Une action interministérielle de longue date et une manifestation organisée le 18 avril 2017 conjointement par le CNPA et l'UNIDEC, ont fait valoir l'importance d'une nouvelle instruction pour renforcer les contrôles.

Cette circulaire importante devra être suivie d'autres actions au regard de l'ampleur des activités illégales. Cependant, rares sont les textes interministériels signés en cette toute fin de mandat : la co-signature de trois ministres, dans une période où les conseillers ont déserté les cabinets, prouve que nos appels ont été entendus et que les Pouvoirs Publics ont pris conscience de l'urgence de la situation. L'instruction va vivre au-delà de la fin de ce quinquennat et poser de premiers jalons pour le suivant : à nous de les faire prospérer !

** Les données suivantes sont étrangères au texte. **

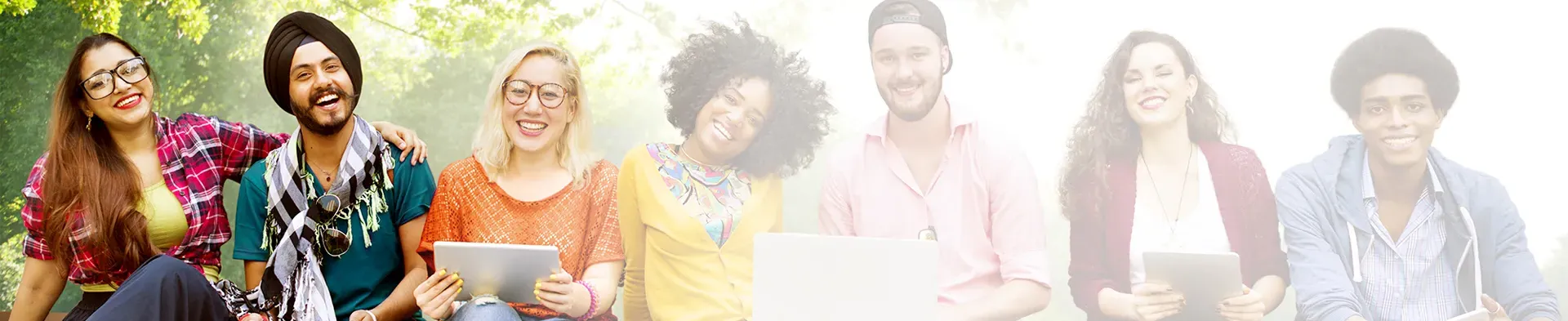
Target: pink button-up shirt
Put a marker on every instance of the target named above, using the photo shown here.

Importance de la réglementation encadrant l'enseignement de la conduite

La circulaire met l'accent sur le rôle de l’État dans l'encadrement de l'activité réglementée, encadrement permettant de garantir la qualité des formations dispensées.

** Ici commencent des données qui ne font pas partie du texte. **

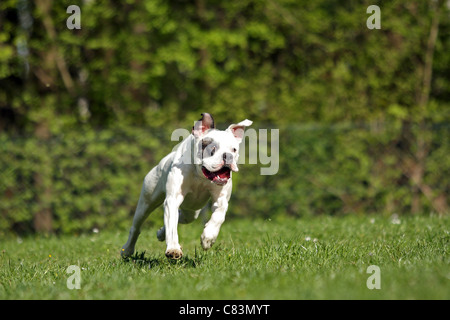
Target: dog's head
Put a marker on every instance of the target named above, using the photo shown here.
(216, 152)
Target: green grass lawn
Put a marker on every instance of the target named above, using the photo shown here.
(314, 258)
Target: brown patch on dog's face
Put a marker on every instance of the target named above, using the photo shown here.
(204, 124)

Les préfets sont invités à programmer régulièrement des opérations de contrôles en s'appuyant sur le Comité opérationnel départemental anti-fraude (CODAF) co-présidé par le préfet et le procureur de la République. Les représentants de la professions seront informés, dans la mesure possible, des actions menées localement.


Renforcement du contrôle des offres de services d'enseignants exerçant pour leur compte en dehors d'un établissement agréé

La circulaire rappelle que seules les écoles de conduite agréées par le préfet de département peuvent dispenser un enseignement de la conduite à titre onéreux, à défaut ces offres sont illégales et peuvent également constituer des pratiques commerciales déloyales interdites.

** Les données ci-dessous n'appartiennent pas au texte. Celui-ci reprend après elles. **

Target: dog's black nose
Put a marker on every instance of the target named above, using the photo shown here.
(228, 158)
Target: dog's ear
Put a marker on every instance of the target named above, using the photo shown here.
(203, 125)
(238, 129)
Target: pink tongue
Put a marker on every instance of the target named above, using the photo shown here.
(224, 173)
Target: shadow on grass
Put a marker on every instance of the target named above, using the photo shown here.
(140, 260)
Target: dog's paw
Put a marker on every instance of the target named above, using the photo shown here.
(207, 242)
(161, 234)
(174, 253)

Les préfets devront organiser une veille sur Internet des sites d'annonces, afin de repérer les offres illégales. Tout fait constaté fera l'objet d'une transmission systématique au Procureur de la République.

L'instruction rappelle qu'une procédure de suspension administrative de l'autorisation d'enseigner sera engagée contre tout enseignant diffusant une telle offre.


Lutte contre le travail illégal

La circulaire rappelle que les tribunaux correctionnels retiennent le délit de travail dissimulé à l'encontre de toute personne agissant comme un professionnel de l'enseignement de la conduite , sans avoir déclarée préalablement l'activité.


Surveillance accrue des plateformes de mise en relation

La plateforme de mise en relation peut également être poursuivie pour les faits de complicité de travail dissimulé d'une part, et de publicité en faveur du travail dissimulé, d'autre part.

Les services compétents devront examiner les conditions d'exercice de l'activité des enseignants ayant recours à une plateforme de mise en relation.Si la preuve d'un lien de subordination juridique permanente entre l'enseignant et la plateforme est rapportée, l'infraction de travail dissimulé par dissimulation de salarié est alors constituée et des poursuites seront alors déclenchées contre leurs auteurs.

Les ministères rappellent que la lutte contre toutes les pratiques d'exercice d'un travail dissimulé ou de recours abusif à un faux statut (visant notamment à dissimiler une relation salariale de subordination sous la forme d'une relation commerciale d'entreprise) fait partie des axes prioritaires du Plan national de lutte contre le travail illégal 2016-2018.


Rappel des spécificités de l'activité d'enseignement de la conduite à titre onéreux

L'instruction précise que :

  • un enseignant de la conduite ne peut avoir de clientèle personnelle
  • l'exploitant de l'établissement agréé est responsable de la conformité de l'enseignement au programme de formation, il doit donc disposer d'un pouvoir de contrôle et de direction à l'égard des enseignants attachés à l'établissement. Le non-respect de cette exigence entraîne le retrait ou la suspension de l'agrément.
  • les moyens utilisés pour l'enseignement de la conduite (local, véhicules d'enseignement) ne peuvent être que les moyens appartenant à l'établissement lui-même. Ainsi le véhicule d'apprentissage doit obligatoirement appartenir à l'établissement ou être loué par lui ou faire l'objet d'une mise en commun avec un autre établissement agréé, à défaut une procédure de retrait d'agrément sera engagée auprès du préfet ayant délivré l'agrément.

Un premier bilan des contrôles effectués sera adressé à la délégation à la sécurité et à la circulation routières avant le 15 mai 2017.
Par la suite, des bilans seront transmis les 30 juin, 30 septembre, 31 décembre et 31 mars de chaque année.